KASCO, LLC, a St. Louis company which manufactures and sells butcher supplies and meat processing equipment, has agreed to pay $110,000 and furnish other relief to settle an employment discrimination lawsuit filed by the U.S. Equal Employment Opportunity Commission (EEOC). The EEOC had charged KASCO with discrimination based on national origin and religion, as well as unlawful retaliation.
The EEOC filed suit against the company in August 2016, charging that KASCO had violated federal law by discriminating against an employee, Latifa Sidiqi, because of her adherence to Islam and her Afghan descent, and then firing her for complaining about it. When Sidiqi was written up for a job performance issue - an admonition she thought unjustified -- during the Muslim holy month of Ramadan, she submitted a written rebuttal to human resources, pursuant to company policy. In that rebuttal, she wrote that the write-up had "everything to do with [her] coming from a Muslim background." Within three weeks of this rebuttal, Sidiqi was terminated for allegedly "falsifying time records." Sidiqi claimed, and the EEOC agreed, that this "time record" issue was pretextual, since other employees used "flex time" in the same manner Sidiqi did, but only she was fired for it.
Such alleged conduct violates Title VII of the Civil Rights Act of 1964, which prohibits discrimination on the basis of race, color, religion, sex and national origin, as well as forbids retaliation against applicants or employees who complain about such discrimination. The EEOC filed its lawsuit in U.S. District Court for the Eastern District of Missouri in St. Louis (Equal Employment Opportunity Commission v. KASCO, LLC, Civil Action No. 4:16-cv-1333), after first attempting to reach a pre-litigation settlement through its conciliation process.

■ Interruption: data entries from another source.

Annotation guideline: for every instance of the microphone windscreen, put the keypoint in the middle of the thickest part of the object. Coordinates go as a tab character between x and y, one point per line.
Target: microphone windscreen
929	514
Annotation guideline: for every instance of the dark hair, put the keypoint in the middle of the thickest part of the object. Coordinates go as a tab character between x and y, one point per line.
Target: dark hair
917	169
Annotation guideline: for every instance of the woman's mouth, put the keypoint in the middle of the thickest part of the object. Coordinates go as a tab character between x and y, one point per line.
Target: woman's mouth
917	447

In addition to the $110,000 in monetary relief, the three-year consent decree signed by Judge Rodney W. Sippel enjoins KASCO from violating Title VII in the future. KASCO also agreed to revise its anti-discrimination policies, and to provide annual anti-discrimination training to supervisory or management-level employees. The company will also report to the EEOC on how it handles any complaints of discrimination and post a notice regarding the settlement.